The thing is, 8 years later they’re still happy and having a lovely life, so as far as he’s concerned, he’s made the right decision. He’s not going to say anything that will make you feel better. Being angry and miserable will just validate his decision.

Write it and burn it, is a good idea. Maybe also therapy.

Quitelikeit · 18/10/2024 20:29

Op

Your letter will not raise a single ounce of remorse in this utter asshole

I admire you for managing all you have done and surviving what he did to you but looking back in his direction is not going to help you emotionally

It will get easier with the kids and one day you will let go of the anger.

Forgiveness is the best form of self interest

FluffyRabbitGal · 18/10/2024 20:30

Write it, but don’t send it. My father was unpleasant, manipulative bully who I cut off finally just before my 40th birthday. After months of worrying I had made the wrong choice I decided to write him a letter.
It ended up being 8 pages long. I felt so much better for it, but chose not to send it, as he would have only used it as a weapon to beat me with. Plus, I didn’t want him in my life anymore.
But writing about it felt so helpful and in times of weakness, when my grandparents (his parents) try to wear me down, it reminds me of why I went no contact with him.
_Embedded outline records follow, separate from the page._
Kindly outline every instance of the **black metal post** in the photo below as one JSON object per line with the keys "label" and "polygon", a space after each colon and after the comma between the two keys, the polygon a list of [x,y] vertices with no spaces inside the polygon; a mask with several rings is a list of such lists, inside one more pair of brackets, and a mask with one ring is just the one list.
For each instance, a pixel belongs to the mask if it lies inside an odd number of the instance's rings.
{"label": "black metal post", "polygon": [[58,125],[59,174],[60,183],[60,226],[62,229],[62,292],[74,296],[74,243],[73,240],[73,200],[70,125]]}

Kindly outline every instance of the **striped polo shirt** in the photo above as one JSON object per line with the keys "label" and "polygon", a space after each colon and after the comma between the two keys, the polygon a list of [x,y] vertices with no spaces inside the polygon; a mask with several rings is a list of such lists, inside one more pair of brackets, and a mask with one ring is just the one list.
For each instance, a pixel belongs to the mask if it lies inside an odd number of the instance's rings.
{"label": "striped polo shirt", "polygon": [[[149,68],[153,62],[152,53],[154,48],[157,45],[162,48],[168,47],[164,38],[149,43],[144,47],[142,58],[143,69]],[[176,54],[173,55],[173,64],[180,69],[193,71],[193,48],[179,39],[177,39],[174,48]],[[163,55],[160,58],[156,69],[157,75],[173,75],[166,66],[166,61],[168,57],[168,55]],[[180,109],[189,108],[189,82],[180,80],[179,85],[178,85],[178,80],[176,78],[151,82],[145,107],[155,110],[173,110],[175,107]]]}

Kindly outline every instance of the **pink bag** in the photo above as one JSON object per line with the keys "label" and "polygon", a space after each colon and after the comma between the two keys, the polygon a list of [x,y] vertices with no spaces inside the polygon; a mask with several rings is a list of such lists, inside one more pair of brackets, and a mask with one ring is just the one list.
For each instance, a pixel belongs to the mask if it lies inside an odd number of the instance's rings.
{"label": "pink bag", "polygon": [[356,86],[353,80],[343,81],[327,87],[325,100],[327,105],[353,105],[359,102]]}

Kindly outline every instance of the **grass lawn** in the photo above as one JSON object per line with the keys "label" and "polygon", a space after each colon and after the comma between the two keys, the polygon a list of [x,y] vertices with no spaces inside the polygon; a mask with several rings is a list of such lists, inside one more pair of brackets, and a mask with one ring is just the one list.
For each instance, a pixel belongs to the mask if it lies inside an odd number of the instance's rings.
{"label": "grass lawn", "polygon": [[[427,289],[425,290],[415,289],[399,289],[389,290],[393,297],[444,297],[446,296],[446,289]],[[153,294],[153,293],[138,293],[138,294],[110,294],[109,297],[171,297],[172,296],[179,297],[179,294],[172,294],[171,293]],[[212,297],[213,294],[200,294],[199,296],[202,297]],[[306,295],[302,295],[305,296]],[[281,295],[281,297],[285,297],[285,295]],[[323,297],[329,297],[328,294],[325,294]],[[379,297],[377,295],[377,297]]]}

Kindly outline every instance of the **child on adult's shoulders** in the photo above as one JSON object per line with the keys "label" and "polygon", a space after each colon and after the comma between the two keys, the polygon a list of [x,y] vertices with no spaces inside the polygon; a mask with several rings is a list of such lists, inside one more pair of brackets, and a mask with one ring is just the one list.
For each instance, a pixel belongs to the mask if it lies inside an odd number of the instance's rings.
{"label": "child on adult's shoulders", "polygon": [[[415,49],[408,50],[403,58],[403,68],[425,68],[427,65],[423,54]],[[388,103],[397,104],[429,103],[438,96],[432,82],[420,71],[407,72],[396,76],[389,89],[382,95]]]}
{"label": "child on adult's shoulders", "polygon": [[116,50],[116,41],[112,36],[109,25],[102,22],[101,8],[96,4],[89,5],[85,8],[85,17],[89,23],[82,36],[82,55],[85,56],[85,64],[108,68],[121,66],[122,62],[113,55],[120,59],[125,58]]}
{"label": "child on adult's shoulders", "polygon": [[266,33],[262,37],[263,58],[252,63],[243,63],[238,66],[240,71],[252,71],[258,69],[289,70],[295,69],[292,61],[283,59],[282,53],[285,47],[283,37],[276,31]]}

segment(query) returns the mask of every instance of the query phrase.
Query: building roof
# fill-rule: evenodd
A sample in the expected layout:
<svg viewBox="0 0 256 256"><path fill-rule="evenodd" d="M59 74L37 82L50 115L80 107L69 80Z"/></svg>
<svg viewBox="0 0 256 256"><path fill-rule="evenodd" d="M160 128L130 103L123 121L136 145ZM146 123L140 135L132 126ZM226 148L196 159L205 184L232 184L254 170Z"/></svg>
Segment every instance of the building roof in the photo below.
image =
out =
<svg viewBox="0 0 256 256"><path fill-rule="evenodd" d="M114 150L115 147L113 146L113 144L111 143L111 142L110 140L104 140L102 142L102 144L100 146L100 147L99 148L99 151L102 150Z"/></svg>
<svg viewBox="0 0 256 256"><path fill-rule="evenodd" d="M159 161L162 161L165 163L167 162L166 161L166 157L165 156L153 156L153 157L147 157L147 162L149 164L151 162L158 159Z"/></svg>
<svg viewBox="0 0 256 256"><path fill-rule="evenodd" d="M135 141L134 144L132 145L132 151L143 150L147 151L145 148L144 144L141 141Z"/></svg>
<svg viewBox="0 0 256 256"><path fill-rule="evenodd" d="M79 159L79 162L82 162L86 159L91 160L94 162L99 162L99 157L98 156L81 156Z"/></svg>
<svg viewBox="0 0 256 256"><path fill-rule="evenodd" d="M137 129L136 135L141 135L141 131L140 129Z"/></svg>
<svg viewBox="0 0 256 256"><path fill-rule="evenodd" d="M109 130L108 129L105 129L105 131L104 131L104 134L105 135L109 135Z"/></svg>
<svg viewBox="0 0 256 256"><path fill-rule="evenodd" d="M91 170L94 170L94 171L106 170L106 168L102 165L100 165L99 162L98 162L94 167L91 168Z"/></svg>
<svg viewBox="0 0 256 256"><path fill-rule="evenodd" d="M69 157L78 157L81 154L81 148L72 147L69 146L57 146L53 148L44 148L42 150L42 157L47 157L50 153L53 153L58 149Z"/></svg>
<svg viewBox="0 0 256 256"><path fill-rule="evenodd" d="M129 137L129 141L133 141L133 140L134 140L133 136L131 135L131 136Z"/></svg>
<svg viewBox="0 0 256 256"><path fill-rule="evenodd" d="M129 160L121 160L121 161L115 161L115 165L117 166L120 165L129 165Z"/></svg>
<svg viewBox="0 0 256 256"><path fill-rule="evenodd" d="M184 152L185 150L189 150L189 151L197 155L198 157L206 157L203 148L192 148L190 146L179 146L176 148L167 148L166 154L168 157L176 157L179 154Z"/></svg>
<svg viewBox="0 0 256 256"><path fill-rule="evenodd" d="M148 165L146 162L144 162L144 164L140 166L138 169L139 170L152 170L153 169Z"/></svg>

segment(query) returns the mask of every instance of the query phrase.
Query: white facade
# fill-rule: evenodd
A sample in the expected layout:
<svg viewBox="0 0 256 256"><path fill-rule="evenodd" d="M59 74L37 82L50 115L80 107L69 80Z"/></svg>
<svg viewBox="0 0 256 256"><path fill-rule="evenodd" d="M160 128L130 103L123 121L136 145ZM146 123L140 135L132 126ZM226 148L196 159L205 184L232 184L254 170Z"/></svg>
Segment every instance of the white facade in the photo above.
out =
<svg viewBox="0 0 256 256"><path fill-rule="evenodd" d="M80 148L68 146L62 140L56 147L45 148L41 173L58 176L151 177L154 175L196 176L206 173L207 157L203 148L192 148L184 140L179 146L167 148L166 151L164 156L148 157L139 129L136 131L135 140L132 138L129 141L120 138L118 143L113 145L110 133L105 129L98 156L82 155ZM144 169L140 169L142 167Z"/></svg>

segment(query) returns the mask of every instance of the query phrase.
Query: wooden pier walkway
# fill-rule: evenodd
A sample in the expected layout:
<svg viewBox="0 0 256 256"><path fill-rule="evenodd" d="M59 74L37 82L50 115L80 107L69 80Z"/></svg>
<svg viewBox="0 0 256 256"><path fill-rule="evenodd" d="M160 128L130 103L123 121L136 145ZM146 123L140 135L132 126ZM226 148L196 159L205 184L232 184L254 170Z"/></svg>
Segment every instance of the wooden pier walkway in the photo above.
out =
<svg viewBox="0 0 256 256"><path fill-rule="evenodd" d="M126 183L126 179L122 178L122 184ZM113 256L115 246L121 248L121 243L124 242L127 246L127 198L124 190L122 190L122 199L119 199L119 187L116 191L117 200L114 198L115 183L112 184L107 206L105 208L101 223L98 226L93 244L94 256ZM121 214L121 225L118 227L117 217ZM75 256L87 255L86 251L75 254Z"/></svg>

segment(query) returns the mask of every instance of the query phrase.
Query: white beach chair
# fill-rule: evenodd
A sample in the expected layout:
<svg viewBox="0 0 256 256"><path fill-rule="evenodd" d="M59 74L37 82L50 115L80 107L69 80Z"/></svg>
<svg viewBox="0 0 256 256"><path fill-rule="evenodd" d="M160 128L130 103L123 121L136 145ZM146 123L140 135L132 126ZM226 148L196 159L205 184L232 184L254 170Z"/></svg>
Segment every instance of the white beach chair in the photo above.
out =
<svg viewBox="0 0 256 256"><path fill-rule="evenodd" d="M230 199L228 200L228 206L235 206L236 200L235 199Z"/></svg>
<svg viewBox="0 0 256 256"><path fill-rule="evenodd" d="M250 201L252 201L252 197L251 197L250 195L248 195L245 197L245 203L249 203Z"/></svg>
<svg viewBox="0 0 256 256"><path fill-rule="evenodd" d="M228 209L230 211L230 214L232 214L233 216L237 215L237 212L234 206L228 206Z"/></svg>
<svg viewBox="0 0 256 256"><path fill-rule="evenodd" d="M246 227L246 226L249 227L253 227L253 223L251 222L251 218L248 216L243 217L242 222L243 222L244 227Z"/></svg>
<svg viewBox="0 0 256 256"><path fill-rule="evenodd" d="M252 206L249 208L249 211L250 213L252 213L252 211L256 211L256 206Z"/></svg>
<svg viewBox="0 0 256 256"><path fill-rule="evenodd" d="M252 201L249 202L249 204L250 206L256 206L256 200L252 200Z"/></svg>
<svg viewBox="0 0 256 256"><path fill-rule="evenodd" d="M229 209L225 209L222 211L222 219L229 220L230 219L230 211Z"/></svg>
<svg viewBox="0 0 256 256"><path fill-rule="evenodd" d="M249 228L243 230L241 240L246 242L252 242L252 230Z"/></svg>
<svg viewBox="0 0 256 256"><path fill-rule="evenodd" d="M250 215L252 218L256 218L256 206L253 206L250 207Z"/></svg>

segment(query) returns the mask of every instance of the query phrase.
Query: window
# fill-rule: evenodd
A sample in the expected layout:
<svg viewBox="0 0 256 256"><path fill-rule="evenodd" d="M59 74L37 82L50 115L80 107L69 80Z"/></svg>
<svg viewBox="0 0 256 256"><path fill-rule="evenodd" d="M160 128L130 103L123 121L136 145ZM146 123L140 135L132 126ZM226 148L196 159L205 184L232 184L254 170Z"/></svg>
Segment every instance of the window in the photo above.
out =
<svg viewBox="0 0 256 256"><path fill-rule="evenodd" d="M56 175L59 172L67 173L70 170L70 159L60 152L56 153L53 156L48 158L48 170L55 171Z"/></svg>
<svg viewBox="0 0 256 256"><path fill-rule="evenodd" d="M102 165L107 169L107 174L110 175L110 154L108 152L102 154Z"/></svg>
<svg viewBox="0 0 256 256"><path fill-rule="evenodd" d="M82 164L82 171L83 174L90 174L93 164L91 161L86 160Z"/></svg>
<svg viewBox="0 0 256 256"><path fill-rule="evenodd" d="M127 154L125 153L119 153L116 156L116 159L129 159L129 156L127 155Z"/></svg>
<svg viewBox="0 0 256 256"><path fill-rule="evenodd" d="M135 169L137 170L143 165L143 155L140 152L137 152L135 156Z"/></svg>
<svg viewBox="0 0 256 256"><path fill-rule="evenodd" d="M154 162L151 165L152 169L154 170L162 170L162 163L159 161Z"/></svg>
ObieJoyful · 18/10/2024 20:31

Harriet42 · 18/10/2024 20:08

Not helpful. If he laughs at the mother of his children; that says all you need to know.
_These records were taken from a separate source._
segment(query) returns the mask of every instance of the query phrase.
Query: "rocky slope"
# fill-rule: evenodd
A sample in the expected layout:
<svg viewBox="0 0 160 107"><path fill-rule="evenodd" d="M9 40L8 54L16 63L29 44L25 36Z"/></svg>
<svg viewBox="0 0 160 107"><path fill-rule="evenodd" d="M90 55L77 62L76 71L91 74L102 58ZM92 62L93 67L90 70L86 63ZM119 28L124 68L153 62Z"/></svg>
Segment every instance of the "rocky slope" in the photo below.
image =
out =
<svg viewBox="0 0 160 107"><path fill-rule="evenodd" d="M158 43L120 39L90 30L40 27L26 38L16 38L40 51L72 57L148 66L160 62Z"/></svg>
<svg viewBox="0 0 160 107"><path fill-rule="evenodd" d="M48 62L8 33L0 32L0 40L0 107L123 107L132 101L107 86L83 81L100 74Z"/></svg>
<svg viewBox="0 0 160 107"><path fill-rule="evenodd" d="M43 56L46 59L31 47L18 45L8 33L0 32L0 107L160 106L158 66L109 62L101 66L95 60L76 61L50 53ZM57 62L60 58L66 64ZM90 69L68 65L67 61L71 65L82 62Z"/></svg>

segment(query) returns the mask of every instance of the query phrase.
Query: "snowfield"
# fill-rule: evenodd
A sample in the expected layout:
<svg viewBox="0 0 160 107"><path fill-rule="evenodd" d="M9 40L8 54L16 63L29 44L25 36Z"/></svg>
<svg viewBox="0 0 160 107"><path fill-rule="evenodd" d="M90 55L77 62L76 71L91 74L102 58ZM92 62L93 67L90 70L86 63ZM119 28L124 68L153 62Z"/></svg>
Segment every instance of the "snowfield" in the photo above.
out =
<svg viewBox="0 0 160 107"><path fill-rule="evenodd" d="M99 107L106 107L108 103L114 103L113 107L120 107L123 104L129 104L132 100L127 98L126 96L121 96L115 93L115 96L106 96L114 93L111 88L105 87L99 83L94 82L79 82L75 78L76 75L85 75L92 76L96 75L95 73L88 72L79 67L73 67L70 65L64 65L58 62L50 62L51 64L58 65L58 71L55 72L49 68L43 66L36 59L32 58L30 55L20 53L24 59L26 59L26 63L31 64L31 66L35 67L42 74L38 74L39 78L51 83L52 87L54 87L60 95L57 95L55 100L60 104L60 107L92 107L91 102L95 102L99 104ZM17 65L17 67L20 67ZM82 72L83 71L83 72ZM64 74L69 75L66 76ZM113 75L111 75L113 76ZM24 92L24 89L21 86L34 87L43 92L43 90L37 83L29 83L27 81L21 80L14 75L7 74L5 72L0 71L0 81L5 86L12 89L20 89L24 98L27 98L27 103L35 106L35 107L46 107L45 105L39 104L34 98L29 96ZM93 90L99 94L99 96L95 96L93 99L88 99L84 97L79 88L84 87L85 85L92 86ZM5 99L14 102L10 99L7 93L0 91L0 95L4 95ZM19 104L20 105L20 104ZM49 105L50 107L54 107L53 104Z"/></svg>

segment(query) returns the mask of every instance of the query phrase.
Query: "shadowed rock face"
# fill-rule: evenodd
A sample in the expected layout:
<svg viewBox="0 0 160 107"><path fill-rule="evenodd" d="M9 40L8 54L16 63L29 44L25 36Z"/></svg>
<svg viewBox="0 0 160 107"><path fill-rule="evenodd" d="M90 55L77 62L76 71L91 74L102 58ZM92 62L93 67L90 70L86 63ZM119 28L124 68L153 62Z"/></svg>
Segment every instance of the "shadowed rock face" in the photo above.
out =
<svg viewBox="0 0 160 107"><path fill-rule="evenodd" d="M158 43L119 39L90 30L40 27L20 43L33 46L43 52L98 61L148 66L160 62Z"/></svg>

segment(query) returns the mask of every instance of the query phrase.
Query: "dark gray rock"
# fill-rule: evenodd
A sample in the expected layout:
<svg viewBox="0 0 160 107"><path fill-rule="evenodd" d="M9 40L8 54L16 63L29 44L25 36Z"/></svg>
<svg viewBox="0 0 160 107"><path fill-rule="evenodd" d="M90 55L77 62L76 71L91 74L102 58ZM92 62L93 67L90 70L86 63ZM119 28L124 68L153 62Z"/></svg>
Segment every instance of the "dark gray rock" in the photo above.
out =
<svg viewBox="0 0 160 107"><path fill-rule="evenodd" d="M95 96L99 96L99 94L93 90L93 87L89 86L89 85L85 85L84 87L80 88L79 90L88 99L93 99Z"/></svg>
He left the mother of his children to shoulder the burden of life as a single parent.

It’s not such a stretch.

Catoo · 18/10/2024 20:32

I’m sorry your ex is a twat OP.

Don’t pour your heart out to him about how hard it’s been. He doesn’t care. He knows it’s hard with DC and he hasn’t had any more or pushed for 50%.

You’ve done so well doing all the hard work for 8y. Your children know who’s been there for them for all those winter mornings, through all the stresses and challenges of every day life. And they will also be closer to you because of it. I know you don’t see it when you’re in the daily grind and routine, but your life with your DC is something to be cherished. He sounds selfish and has missed out on so much. And it will get easier as DC grow up, mature, have more of a social life etc.

In the meantime, could you treat yourself to a weekend away with a friend at some point soon and have DC stay at friends or family?